This function calss returns a dictionary with the following keys

In [5]:
result.keys()

dict_keys(['dfs_woe', 'dfs_iv', 'stages_features_vector'])

`result['dfs_woe']` has all feature values weight of evidence and information value.

In [6]:
result['dfs_woe'].show(5)

+----------+-------------+--------------------+--------------------+
|   feature|feature_value|                 woe|                  iv|
+----------+-------------+--------------------+--------------------+
|age_bucket|          0.0| -0.5972201927175608| 0.03755893994515182|
|age_bucket|          5.0|  0.4674214381624044|0.019477216762649557|
|age_bucket|          1.0|-0.42042489967372465|0.020182294438309992|
|age_bucket|          6.0|  0.9472248535629343| 0.05228097899890407|
|age_bucket|          9.0|                 0.0|                 0.0|
+----------+-------------+--------------------+--------------------+
only showing top 5 rows



`result['dfs_iv']` has each feature information value

In [7]:
result['df_iv'].head()

+-----------+------------------+
|    feature|                iv|
+-----------+------------------+
|    data_id| 4.081508165850559|
|      etnia| 4.076126036555841|
|educ_bucket|1.0052276924505816|
| age_bucket|0.4417967451554041|
|   dumb_cat|0.2845468150802483|
+-----------+------------------+



And finally result['stages_features_vector'] has a list os transformers and estimators to create a features vector column with the selected variables and categorical encoding bases on `floor_iv` and `categorical_as_woe` params.

In [8]:
result['stages_features_vector']

[WeightOfEvidenceComputer_8752fb7b720b,
 VectorAssembler_b64f31fe701a,
 VectorAssembler_c70d931586a2]

In [9]:
pipeline = Pipeline(stages=result['stages_features_vector'])

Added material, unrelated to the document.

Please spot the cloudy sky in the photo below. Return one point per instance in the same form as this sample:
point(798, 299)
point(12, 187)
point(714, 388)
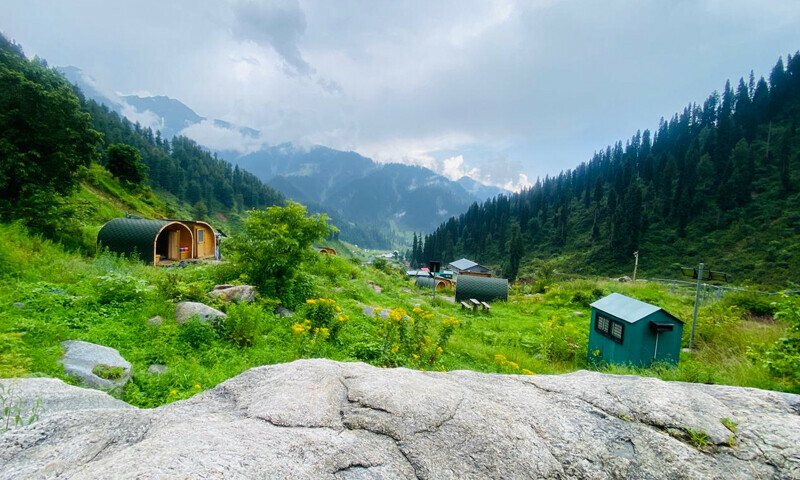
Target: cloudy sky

pipeline_fitted = pipeline.fit(dfs_train)

pipeline_fitted.transform(dfs_test).toPandas().head()

Unnamed: 0,index,age,educ,data_id,etnia,dumb_cat,treat,data_id_woe,etnia_woe,num,features
0,0,37.0,11.0,Dehejia-Wahba Sample,black,b,1,-4.090093,-2.343053,"[37.0, 11.0, -4.090093113364742, -2.3430534792...","[37.0, 11.0, -4.090093113364742, -2.3430534792..."
1,3,48.0,6.0,CPS1,marr,b,0,0.0,3.234625,"[48.0, 6.0, 0.0, 3.234624562237972]","[48.0, 6.0, 0.0, 3.234624562237972]"
2,7,18.0,11.0,CPS1,other,b,0,0.0,1.202206,"[18.0, 11.0, 0.0, 1.2022061808577313]","[18.0, 11.0, 0.0, 1.2022061808577313]"
3,10,19.0,9.0,Dehejia-Wahba Sample,black,b,1,-4.090093,-2.343053,"[19.0, 9.0, -4.090093113364742, -2.34305347926...","[19.0, 9.0, -4.090093113364742, -2.34305347926..."
4,12,18.0,8.0,Dehejia-Wahba Sample,black,a,1,-4.090093,-2.343053,"[18.0, 8.0, -4.090093113364742, -2.34305347926...","[18.0, 8.0, -4.090093113364742, -2.34305347926..."


As expected we only have WOE column for `data_id` and `etnia`.

## Feature Selection and Encoding 2

If we just change the param `categorical_as_woe` we will have the same result but with the selected categorical features being encoded with one hot encoding, which is the default behavior of `pyspark_ds_toolbox.ml.data_prep.features_vector.get_features_vector()`.

In [13]:
result = feature_selection_with_iv(
    dfs=dfs_train,
    col_target='treat',
    cat_features=['data_id', 'etnia', 'dumb_cat'],
    num_features=['age', 'educ'],
    floor_iv=0.3,
    bucket_fraction=0.1,
    categorical_as_woe=False
)

In [14]:
result['stages_features_vector']

[StringIndexer_302f336d0c3c,
 StringIndexer_ea57a18d6a3a,
 OneHotEncoder_f93f5ce803c2,
 OneHotEncoder_de4141bdbc59,
 VectorAssembler_5b681f30defe,
 VectorAssembler_c87edb123b6f,
 VectorAssembler_6383377847e0]

In [15]:
pipeline = Pipeline(stages=result['stages_features_vector'])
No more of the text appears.